Yea so 34 Mbits/Sec real world. So the advice on the forum is correct. I have other reasons I use a FreeBSD AP.

I am using an Ubiquity SR71e module.


----------



## Mutant (Aug 19, 2017)

The figure of 600Mbps is just a optimal speed pure because what I currently have has the specs reporting an operational of up to 600. Real word speed on the other hand yes you are correct. but on the other hand I dont want to go through the headache of doing this only to find the speed I am able to get is less than what I currently get if you get what Im saying.


----------



## shepper (Aug 19, 2017)

Mutant said:


> I do however have one question regardless of if I go with USB or a PCI Express card, are the driver packages something I will have to download and install separate?



The "drivers" are in the kernel,  Some companies do not allow the redistribution of firmware so you may end up downloading and installing said firmware or agreeing to license terms.  The needed firmware is usually described in the man pages.  See rtwn(4).

There are several ways to get firmware into your project including sftp, wget/curl, mounting/cp from a usb thumb drive or building the projects flash image (loopback) with the firmware.


----------



## Mutant (Aug 19, 2017)

Thanks very much for everyone's help and feedback, I definitely came to the right place to ask these question.
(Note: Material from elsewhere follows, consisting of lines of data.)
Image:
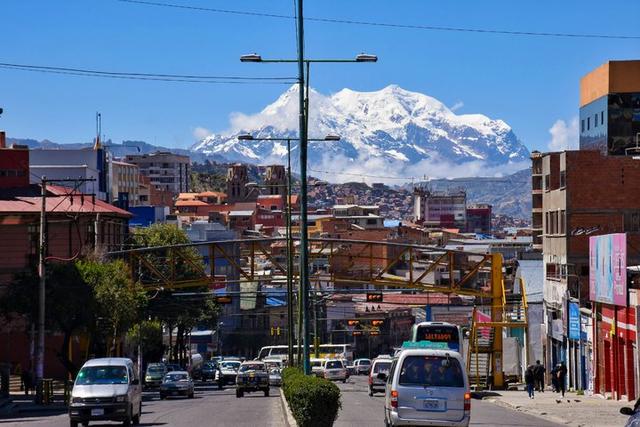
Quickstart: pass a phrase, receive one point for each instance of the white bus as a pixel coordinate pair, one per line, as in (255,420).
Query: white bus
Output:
(326,351)
(439,332)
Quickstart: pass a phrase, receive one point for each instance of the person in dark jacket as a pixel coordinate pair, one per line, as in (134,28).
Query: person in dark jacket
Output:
(529,379)
(538,372)
(562,378)
(554,379)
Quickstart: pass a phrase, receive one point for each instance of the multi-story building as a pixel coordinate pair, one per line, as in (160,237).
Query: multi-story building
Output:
(479,218)
(166,171)
(440,209)
(125,184)
(578,195)
(86,163)
(275,180)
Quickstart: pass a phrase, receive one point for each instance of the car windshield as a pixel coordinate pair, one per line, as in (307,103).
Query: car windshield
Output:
(231,365)
(381,367)
(175,376)
(90,375)
(252,367)
(432,371)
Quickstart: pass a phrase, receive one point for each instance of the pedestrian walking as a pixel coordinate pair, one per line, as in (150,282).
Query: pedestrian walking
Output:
(562,377)
(529,379)
(554,379)
(538,373)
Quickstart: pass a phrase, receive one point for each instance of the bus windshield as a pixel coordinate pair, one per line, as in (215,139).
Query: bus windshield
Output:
(439,333)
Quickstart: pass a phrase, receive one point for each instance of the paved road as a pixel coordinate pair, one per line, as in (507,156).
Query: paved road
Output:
(221,408)
(209,407)
(358,409)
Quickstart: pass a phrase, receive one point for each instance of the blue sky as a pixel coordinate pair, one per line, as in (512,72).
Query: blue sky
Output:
(530,82)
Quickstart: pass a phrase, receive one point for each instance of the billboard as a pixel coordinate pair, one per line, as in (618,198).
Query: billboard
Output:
(608,269)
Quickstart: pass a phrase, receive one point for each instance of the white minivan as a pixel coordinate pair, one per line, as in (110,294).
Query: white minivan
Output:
(427,387)
(106,389)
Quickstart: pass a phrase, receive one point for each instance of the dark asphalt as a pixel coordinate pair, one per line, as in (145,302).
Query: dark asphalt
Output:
(213,407)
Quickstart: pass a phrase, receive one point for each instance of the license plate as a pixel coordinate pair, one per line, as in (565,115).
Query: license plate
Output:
(432,405)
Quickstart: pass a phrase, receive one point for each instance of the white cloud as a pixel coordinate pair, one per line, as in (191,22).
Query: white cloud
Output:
(564,136)
(201,133)
(458,105)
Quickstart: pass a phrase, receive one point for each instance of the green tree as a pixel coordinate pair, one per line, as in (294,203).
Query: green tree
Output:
(119,301)
(179,264)
(69,309)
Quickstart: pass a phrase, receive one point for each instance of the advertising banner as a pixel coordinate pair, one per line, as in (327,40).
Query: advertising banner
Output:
(574,321)
(608,269)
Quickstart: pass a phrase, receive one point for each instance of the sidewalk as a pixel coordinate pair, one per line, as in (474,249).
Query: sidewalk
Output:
(573,410)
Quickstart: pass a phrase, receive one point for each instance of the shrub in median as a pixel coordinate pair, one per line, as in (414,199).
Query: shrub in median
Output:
(314,402)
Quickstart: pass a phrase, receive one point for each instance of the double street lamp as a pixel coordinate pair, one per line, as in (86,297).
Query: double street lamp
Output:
(303,125)
(290,250)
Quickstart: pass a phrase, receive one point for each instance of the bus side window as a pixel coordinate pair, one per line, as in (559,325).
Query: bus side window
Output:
(392,371)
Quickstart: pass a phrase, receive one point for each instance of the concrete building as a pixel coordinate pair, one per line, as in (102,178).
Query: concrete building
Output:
(86,163)
(166,171)
(479,218)
(440,209)
(125,184)
(275,180)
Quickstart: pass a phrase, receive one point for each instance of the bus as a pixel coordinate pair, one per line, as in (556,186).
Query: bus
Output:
(326,351)
(439,332)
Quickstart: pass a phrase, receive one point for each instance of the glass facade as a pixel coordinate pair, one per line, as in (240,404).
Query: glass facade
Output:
(610,124)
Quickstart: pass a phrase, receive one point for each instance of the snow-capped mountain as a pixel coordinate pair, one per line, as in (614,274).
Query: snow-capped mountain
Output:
(388,133)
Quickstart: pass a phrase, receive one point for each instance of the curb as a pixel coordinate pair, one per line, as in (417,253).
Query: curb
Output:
(288,418)
(544,416)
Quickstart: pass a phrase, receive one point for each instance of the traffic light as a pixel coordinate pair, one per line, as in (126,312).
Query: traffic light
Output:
(223,299)
(374,296)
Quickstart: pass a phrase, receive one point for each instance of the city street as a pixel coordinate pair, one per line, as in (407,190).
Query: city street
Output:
(221,408)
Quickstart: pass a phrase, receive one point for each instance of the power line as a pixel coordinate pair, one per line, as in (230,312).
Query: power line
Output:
(389,24)
(149,76)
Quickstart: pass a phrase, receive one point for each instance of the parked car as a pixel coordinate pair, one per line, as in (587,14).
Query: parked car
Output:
(208,371)
(252,376)
(334,369)
(378,365)
(362,366)
(177,383)
(227,372)
(427,387)
(154,374)
(274,367)
(316,366)
(106,389)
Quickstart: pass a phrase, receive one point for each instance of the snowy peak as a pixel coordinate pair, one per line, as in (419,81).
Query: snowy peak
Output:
(394,130)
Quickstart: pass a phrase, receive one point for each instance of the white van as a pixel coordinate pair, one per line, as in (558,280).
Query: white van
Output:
(106,389)
(427,387)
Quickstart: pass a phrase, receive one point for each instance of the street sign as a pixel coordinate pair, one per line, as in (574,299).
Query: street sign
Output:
(223,299)
(374,296)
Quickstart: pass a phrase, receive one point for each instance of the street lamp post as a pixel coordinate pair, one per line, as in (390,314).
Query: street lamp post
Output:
(289,237)
(303,117)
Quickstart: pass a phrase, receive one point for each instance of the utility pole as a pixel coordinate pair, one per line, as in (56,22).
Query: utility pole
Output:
(304,267)
(41,287)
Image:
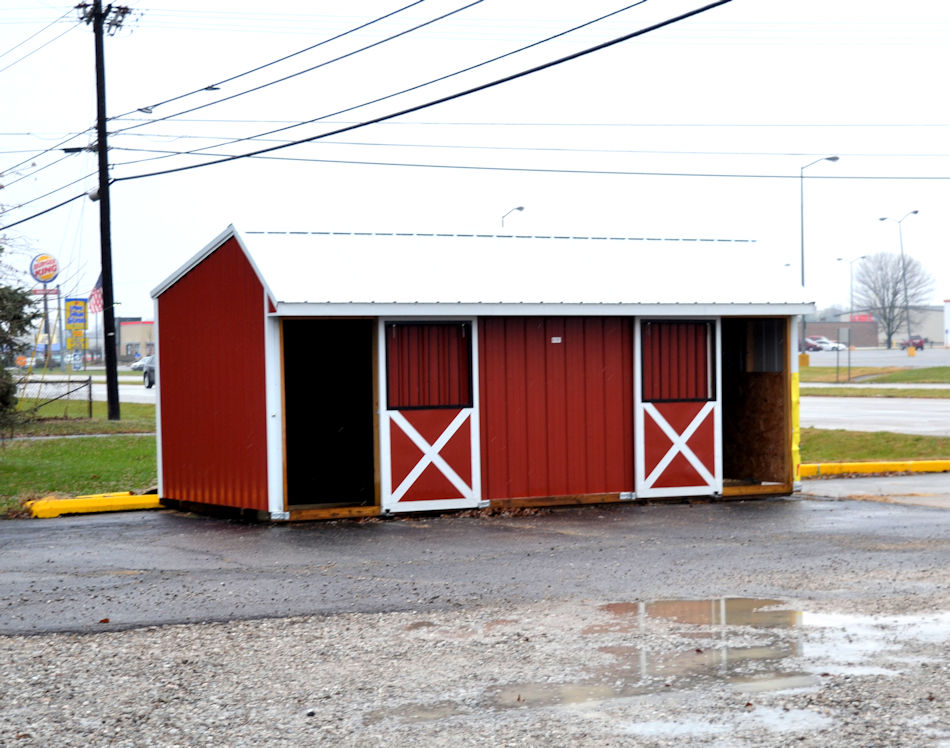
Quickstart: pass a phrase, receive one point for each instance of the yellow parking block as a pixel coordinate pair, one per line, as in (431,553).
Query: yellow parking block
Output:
(101,502)
(812,469)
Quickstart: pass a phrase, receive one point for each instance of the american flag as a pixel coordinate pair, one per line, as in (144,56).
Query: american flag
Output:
(95,297)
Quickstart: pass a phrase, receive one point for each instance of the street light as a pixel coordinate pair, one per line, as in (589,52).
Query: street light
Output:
(801,204)
(520,207)
(851,281)
(900,236)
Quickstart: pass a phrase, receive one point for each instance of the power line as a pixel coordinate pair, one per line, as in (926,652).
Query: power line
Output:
(431,81)
(33,52)
(452,97)
(308,70)
(273,62)
(22,205)
(34,35)
(419,107)
(42,212)
(551,170)
(541,149)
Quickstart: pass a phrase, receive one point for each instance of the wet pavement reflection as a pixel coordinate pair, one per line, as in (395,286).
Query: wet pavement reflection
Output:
(745,644)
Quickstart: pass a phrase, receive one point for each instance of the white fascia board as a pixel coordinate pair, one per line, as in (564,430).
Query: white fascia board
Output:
(371,309)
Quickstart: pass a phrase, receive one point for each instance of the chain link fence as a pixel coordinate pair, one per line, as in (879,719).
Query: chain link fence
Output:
(55,397)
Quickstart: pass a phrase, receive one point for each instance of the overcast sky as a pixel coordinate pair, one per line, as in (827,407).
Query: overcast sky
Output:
(699,129)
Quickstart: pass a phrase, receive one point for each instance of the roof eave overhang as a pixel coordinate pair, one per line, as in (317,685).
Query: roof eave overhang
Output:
(465,309)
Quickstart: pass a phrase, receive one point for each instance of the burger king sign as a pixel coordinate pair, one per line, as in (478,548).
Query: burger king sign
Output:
(44,268)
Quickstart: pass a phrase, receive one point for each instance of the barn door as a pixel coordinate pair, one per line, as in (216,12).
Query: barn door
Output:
(678,444)
(428,416)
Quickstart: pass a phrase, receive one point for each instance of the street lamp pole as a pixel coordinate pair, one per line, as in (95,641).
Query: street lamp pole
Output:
(851,305)
(900,238)
(801,205)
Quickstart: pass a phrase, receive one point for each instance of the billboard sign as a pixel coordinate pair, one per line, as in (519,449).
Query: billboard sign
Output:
(44,268)
(76,317)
If I have any issues ill be sure to ask nicely.


----------



## sko (Aug 22, 2017)

If you are happy with a maximum of ~600Mbit/s (which most consumer client hardware won't be able to achieve anyways...) and therefore don't necessarily need ac capabilities, why not use a proper access point? These non-ac APs are very cheap nowadays - for home use you can get used professional/enterprise gear for an incredibly low budget.
E.g. I'm using a cisco aironet AIR-AP1142N - signal strenght and reception quality is far better than any consumer-grade PCIe card, let alone any USB dongle could achieve. In terms of signal strength and range it even easily outperforms the Linksys LAPAC1750Pro APs we use at my workplace.
These APs are selling for <40$ and if you have access to cisco firmware downloads you can buy an AIR-LAP (the "light" version intended for use with a centralized controller) for less than half of that and reflash it with the standalone firmware (this is what I did).

The AP is connected to my FreeBSD gateway via 3 different VLAN - one for management, one for "untrusted" devices (phones) and one equal to my LAN for trusted devices (e.g. my laptop). This setup makes it quite easy to develop a clean PF ruleset as you can apply rules on whole networks (VLANs/zones) and not have to clutter your ruleset with per-host/ip rules.


----------